Park’s latest, the twisty procedural/erotic thriller Decision to Leave, falls somewhere in between. Extreme violence and obsession, two of Park’s trademarks, entangle the forbidden romance between detective Hae-joon (Park Hae-il) and widow Seo-rae (Tang Wei), a suspect in her husband’s “accidental” death. A married man in a passionless marriage to a woman he only sees on weekends, Hae-joon basically lives for his job. Stricken with insomnia, he also claims to be unable to sleep as long as he has unsolved cases. The wall of crime scene photos tells us this guy isn’t going to get any rest any time soon.

When Seo-rae enters his life, Hae-joon believes she isn’t the innocent widow she claims to be, but a cold, calculated murderer. Whatever she might be, Hae-joon has some secrets of his own hidden down deep. It’s Seo-rae who begins to slowly pull those things to the surface, and Hae-joon can’t get enough of being in her presence.

Obsession is often at the heart of Park’s movies, and Decision to Leave follows in those footsteps. But Hae-joon and Seo-rae are passionate about very different things in each other, although it’s never certain if what they see is real. Park puts a lot of attention on the eyes. We’re often taught not to trust our own eyes, but to look deeper because our sight can be clouded. The initial death scene has the man’s corpse covered with bugs, crawling over his wide-open eyes. Hae-joon suffers from dry eyes that he is constantly taking drops for, although it also sometimes appears he uses them to fake emotions he doesn’t truly feel.

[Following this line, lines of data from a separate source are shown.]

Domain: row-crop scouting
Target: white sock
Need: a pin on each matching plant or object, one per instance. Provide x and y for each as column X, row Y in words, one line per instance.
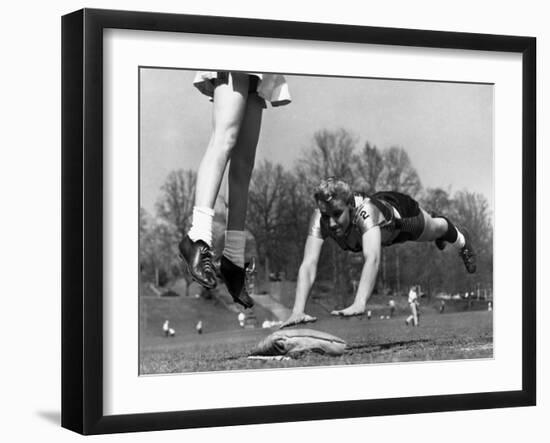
column 460, row 240
column 234, row 247
column 201, row 226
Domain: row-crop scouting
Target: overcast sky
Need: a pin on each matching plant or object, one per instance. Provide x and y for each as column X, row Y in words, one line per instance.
column 446, row 128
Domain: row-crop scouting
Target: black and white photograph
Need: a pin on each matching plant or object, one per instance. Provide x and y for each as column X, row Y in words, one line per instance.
column 290, row 221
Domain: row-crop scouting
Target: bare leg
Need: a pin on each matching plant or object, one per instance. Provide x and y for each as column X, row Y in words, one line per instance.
column 228, row 110
column 242, row 163
column 230, row 102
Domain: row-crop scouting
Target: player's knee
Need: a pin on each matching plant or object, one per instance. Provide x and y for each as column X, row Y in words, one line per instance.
column 225, row 140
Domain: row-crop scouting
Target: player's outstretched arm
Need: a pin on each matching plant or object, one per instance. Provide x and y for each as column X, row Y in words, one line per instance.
column 372, row 246
column 306, row 277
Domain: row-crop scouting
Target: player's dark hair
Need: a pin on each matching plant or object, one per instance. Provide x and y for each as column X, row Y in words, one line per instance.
column 333, row 188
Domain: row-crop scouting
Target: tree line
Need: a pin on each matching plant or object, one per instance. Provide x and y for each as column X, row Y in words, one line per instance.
column 280, row 206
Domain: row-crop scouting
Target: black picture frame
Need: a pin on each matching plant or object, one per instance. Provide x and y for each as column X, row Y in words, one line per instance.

Decision to Leave never takes off in a fully erotic direction. The romance between Seo-rae and Hae-joon is calculated, suspicious, and a game of cat & mouse. Admittedly, these are some of my favorite kinds of thrillers. I love watching a femme fatale unravel a man and twist him around her little finger. However, Park doesn’t keep things quite so easy to figure out. We’re rarely on stable ground when figuring out who is truly playing who. And at a running time of 138-minutes, Park is in no hurry to clear things up. Both characters have aspects that could mean nothing or everything. Seo-rae is Chinese and struggles with Korean, which could explain why she seems so dispassionate. But with Hae-joon she often employs a translator app, which is equally cold but more precise. She also takes care of elderly patients as a job, and ropes in Hae-joon to do the same, a subtle sign of his commitment to her.

While this is a true potboiler and slow burn, Decision to Leave isn’t Park’s tightest screenplay. The procedural aspects overrun much of the passionate side of the story, and various subplots complicate matters in a way that is counterproductive to our understanding of the core relationship. This becomes especially true in the final act, where a character makes a fateful choice that doesn’t quite add up, leaving the other awash in grief and guilt.

While it lacks the urgency of some of Park’s earlier work, Decision to Leave is a skillfully constructed expression of Park’s core themes and a compelling tragic romance story wrapped in a film noir mystery.

Decision to Leave is in select theaters now, expands nationwide on October 21st.